Started off the day getting my eyes checked. My right is degrading so much due to my constant reading, my prescription is miles off. I found a pair of stainless steel glasses, black, elegant, and a bit severe. Just that edge I like so much in everything I wear.

Afterwards, I drove over to Little Tokyo. There is a mostly abandoned shopping center on Fourth and Alameda, on the third floor is a u-don house, Issen Joki. It's almost always empty. The classical Japanese music soothes me. I've been going there for about ten years. It's a secret spot, a cooling down spot, a place where I center myself. I can run through memories there, of people I have brought, of dates, of adventures, of late nights clubbing.
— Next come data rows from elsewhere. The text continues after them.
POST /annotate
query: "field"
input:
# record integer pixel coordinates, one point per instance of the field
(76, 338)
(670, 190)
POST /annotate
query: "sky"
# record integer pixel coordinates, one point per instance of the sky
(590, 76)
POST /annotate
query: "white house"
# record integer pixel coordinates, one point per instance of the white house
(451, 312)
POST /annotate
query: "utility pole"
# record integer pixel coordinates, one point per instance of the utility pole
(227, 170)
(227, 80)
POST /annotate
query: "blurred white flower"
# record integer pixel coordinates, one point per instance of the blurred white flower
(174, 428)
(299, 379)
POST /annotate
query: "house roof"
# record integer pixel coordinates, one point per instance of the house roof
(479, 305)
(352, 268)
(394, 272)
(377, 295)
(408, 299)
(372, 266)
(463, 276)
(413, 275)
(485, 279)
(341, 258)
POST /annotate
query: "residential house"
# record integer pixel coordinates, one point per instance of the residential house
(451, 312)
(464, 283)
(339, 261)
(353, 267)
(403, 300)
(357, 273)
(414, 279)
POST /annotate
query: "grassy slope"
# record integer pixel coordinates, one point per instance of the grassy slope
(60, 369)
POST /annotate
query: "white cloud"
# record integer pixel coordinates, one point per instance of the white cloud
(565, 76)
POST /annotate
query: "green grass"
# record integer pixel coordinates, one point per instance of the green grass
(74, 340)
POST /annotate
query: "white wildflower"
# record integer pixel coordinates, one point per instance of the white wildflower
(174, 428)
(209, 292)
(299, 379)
I curled up with Nabokov's Despair, and a pot of tea. The same old woman, never changing, has worked there as long as I have been going. I can disappear for two years, come back, and it is still as though nothing has changed. It's a place for breathing.

Then Amoeba, then Borders, then I'm on the corner of a roof of a parking lot, seven stories up, a cup of hot chocolate in my right hand, looking over all of Los Angeles and Hollywood. If the day had been clearer, the ocean would have been visable.

It was beautiful, though. You can see the entire city, and the wind is wonderful, whipping my hair up and around as I leaned against the cement wall. Hot chocolate soothes me, the wind soothes me, and being alone... happy as a clam. It was all I could have wanted. Moments of perfect peace.

... ... ...

Time ravaged.

Sitting on a counter, I suddenly remember.

I remember why I did what I did. I remember why I pushed myself until I was a pile of wreckage.

I remember driving myself into the ground, driving my friends and family away, injuring anyone who came close. I remember abusing relationships, abusing the good natures of others, of causing damage, of causing chaos.

Slowly it seeps back into mind, water under a doorway.

I remember the whys.

I needed to cross that boundary. I needed to be beyond redemption. I needed to be not worth life, not worth living, that I was causing so much pain by being that if I was gone, it would be a relief, not a sorrow. I needed to nose-dive past the point of caring, nose-dive past the place where anyone could love me.

Burning into the ground.

I was trying to detach from this life so I could leave it. So I could slice my wrists, bleed out, and no one would miss me. Standby for launch.

We're coming up on nine years since I started the course of events that led me to the now.

I will untangle this.

1 comment:

  1. I like this posting. I like it a lot. I count three different Poetries in it.

    The first is the self-assured Poetry, who rises above the petty sniping of the clubbers.

    The second is the lone-wolf Poetry, who finds nourishment for her body and soul in a nearly deserted Japanese restaurant.

    The third is the self-destructive Poetry, who looks for answers as to why she's self-destructive.


    I've discovered very few perfect, irrefutable answers in life. The best we do is find approximate answers. We try them on to see if they work. If they do, we keep them for whatever temporary period they function. When they stop, we look for other, approximate answers.

    That's what life is. Continual trial and error, where we look for the best, approximate answers.

    There is, however, one answer that's perfect and irrefutable, Poetry.

    It's that your writing is beautiful.